Chapitre 45/5779%~9 min de lecture1 681 mots

Chang Le soupira. « Ne vous affligez pas trop. Il y en a bien d'autres. »

Song Yaoshi hocha la tête. « Effectivement, les hommes sont tous pareils. »

Les deux femmes échangèrent un regard, saisies par une complicité immédiate.

« Au fait, Votre Altesse, savez-vous qui est la personne la plus célèbre de la Capitale ? » demanda Song Yaoshi.

« Célèbre ? En quoi donc ? » Chang Le était perplexe.

« Celle ou celui qui fait savoir en ville, dès le lendemain, tout ce qui vient d'être dit aujourd'hui. » répondit Song Yaoshi.

« Un conteur ? Il y en a un au Jardin de la Poire Lunaire qui excelle particulièrement. »

« Y en a-t-il d'autres ? Song Yaoshi réfléchit : elle ne pouvait décidément pas faire écrire un livre entier pour un conteur. »

Chang Le réfléchit un instant, puis ses yeux s'illuminèrent. « En effet. »

« Qui ? »

« La jeune Xiangsi du Pavillon des Abricots Rouges. » Chang Le fit un clin d'œil à Song Yaoshi. « Vous devez la connaître.

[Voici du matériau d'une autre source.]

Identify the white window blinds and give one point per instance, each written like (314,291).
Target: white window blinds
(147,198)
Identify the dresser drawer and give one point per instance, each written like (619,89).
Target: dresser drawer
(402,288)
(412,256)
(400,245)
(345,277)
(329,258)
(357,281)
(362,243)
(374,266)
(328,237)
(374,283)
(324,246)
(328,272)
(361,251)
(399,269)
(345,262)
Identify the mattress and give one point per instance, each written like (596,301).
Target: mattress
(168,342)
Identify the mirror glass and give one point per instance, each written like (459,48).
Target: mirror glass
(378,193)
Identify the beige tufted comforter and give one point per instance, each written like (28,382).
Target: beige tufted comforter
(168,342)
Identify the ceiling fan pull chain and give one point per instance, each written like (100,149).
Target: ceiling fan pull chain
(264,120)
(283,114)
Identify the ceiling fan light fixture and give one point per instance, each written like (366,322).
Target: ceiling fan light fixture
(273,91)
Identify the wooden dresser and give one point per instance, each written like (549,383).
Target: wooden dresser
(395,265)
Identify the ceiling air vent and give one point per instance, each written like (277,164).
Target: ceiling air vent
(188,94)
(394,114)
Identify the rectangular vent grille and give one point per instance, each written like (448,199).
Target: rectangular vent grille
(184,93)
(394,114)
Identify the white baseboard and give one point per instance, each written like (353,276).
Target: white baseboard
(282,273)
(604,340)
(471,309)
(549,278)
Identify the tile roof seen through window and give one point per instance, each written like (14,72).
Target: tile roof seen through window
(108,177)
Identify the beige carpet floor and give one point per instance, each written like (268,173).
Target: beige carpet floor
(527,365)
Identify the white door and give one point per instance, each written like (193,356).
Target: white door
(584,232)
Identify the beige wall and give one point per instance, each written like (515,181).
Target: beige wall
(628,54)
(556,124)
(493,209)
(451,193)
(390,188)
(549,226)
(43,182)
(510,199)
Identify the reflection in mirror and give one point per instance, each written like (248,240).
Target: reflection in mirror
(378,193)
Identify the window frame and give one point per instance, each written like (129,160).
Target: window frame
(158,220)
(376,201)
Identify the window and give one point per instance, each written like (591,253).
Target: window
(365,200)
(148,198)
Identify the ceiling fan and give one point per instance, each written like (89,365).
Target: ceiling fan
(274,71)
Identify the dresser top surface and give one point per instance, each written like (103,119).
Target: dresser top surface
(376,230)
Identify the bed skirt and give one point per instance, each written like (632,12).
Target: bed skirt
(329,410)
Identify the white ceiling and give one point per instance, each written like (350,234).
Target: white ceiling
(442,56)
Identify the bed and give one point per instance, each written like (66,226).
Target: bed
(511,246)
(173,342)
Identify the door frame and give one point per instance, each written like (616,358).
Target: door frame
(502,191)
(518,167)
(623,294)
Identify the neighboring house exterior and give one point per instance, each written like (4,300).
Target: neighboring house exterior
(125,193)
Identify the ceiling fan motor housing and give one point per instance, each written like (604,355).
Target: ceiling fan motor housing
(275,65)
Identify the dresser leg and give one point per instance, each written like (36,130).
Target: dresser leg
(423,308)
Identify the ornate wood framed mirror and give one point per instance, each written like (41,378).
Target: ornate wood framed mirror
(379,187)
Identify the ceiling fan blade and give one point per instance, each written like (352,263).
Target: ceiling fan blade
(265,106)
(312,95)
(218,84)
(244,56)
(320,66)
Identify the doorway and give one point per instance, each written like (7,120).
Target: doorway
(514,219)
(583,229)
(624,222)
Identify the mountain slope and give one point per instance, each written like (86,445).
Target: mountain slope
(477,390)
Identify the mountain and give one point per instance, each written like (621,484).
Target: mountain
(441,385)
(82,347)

Votre poème ne faisait-il pas allusion à une branche d'abricot rouge ? À cause de ces vers, le Pavillon des Abricots Rouges n'a cessé de gagner en popularité dans la Capitale. »

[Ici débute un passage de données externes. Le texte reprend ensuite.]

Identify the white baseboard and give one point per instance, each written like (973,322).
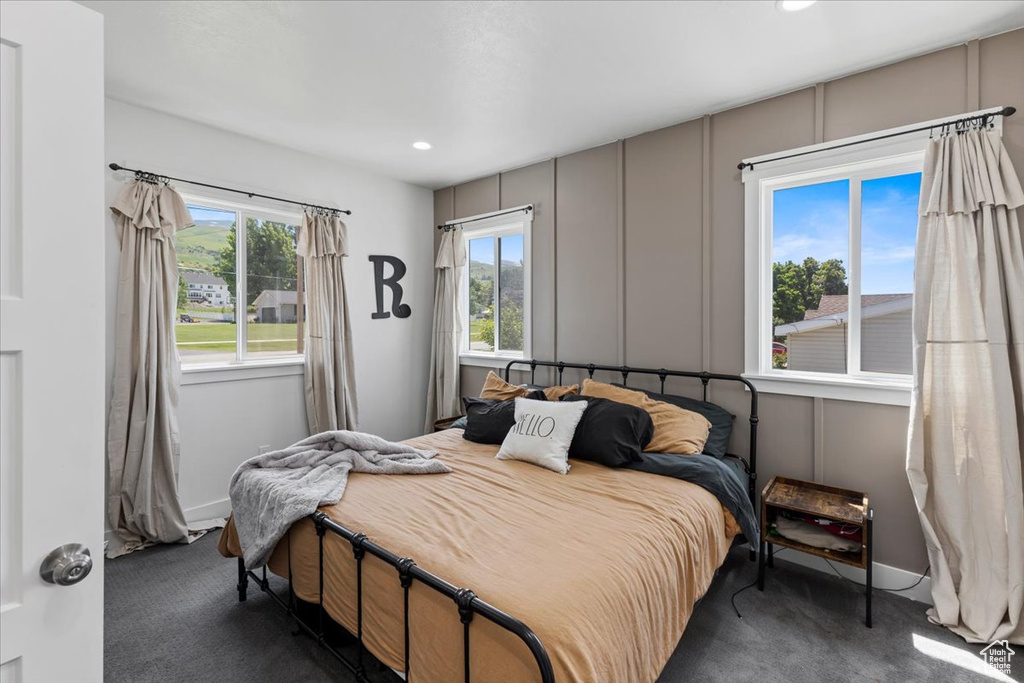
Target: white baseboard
(884,577)
(206,512)
(221,508)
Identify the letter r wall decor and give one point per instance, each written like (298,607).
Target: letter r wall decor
(397,272)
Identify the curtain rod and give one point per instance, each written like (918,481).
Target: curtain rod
(983,118)
(157,177)
(456,223)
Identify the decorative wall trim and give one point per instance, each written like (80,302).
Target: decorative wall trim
(819,113)
(706,245)
(553,245)
(974,75)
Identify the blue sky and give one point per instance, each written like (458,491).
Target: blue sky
(812,220)
(482,250)
(200,214)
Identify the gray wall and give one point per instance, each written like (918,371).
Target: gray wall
(638,251)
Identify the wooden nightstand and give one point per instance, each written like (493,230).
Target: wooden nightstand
(840,505)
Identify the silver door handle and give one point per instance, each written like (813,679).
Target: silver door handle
(67,565)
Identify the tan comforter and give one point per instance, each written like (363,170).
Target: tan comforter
(603,564)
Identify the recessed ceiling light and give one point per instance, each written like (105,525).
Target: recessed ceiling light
(793,5)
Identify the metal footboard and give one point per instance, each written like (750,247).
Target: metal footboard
(408,571)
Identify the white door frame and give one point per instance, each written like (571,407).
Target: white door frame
(52,398)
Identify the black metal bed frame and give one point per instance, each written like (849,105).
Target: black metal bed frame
(663,374)
(467,603)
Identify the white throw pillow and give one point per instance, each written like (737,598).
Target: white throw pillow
(543,432)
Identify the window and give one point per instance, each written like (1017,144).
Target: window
(830,244)
(227,240)
(496,289)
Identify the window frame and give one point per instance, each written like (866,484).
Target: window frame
(243,367)
(864,162)
(486,225)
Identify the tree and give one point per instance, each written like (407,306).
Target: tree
(798,288)
(270,260)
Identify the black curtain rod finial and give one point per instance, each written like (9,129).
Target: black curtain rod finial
(167,178)
(455,224)
(957,124)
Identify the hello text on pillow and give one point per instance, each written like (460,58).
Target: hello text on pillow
(543,433)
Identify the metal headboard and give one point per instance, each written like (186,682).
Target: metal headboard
(662,374)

Song Yaoshi fut surprise, puis se rappela son propre poème.

Elle n'y avait attaché aucun sens véritable, mais il semblait que tout le monde y vît un message profond.

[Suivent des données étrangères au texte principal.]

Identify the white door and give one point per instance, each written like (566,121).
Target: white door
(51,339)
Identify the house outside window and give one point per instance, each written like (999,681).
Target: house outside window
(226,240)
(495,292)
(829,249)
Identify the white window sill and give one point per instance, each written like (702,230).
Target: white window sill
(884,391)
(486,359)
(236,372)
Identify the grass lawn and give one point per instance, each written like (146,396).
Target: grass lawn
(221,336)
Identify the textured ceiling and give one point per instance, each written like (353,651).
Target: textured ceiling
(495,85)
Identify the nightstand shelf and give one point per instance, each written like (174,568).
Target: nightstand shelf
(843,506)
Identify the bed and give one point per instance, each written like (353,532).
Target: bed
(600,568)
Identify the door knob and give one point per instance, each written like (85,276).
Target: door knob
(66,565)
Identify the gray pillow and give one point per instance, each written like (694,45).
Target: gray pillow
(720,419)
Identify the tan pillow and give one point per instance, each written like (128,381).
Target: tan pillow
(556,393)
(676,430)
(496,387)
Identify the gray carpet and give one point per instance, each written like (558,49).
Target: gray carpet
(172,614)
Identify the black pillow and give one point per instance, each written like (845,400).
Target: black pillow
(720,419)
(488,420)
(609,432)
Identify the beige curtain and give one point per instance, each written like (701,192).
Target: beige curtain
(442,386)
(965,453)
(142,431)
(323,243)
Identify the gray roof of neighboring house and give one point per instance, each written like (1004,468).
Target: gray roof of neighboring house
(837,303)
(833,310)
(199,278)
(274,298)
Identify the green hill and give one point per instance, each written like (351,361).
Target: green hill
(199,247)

Song Yaoshi ne put qu'en rire nerveusement.

« Vous connaissez le nombre de prétendants que compte Xiangsi dans la Capitale, poursuivit Chang Le. Si elle prononce un mot aujourd'hui, toute la ville ne l'apprendra peut-être pas, mais au moins tous les cercles puissants et influents sauront exactement ce qu'elle a dit. »

Song Yaoshi prit une grande respiration. « Votre Altesse, allons au Pavillon des Abricots Rouges ! »

Incroyable, n'était-ce pas là simplement l'effet star ?

Et tous ces admirateurs appartenaient aux cercles des puissants.

Comparé au Jardin de la Poire Lunaire, où l'on joue de la musique et chante l'opéra, Chang Le préférait naturellement le Pavillon des Abricots Rouges. Après tout, cet endroit était infiniment plus divertissant.

Chang Le hocha immédiatement la tête. « D'accord, modifions notre itinéraire et filons au Pavillon des Abricots Rouges ! »

Bien que le Pavillon des Abricots Rouges ouvrît ses portes en journée, il ne grouillait pas encore de monde.

Chang Le était clairement une habituée des lieux. À peine installée dans la salle qu'un jeune maître familier s'approcha d'elle.

« Votre Altesse, pourquoi ne m'avez-vous pas prévenu de votre venue aujourd'hui ? J'aurais pu m'habiller avec soin. » Le jeune homme était beau et élégant. S'il se montrait humble dans ses propos, son allure dégageait pourtant aucune faiblesse, au contraire, elle pulsait d'une audace et d'une présence hors norme. Ces mots n'étaient qu'une plaisanterie entre eux.

Chang Le lui sourit. « Xiu Yan est toujours charmant, pourquoi te donner cette peine ? De plus, je suis ici avec ma sœur aujourd'hui. »

Xiu Yan tourna son regard vers Song Yaoshi.

Song Yaoshi lui rendit son sourire. « Bonjour, Maître Xiu. »

Xiu Yan lui fit une révérence ni humble ni arrogante, acquiesçant à sa salutation.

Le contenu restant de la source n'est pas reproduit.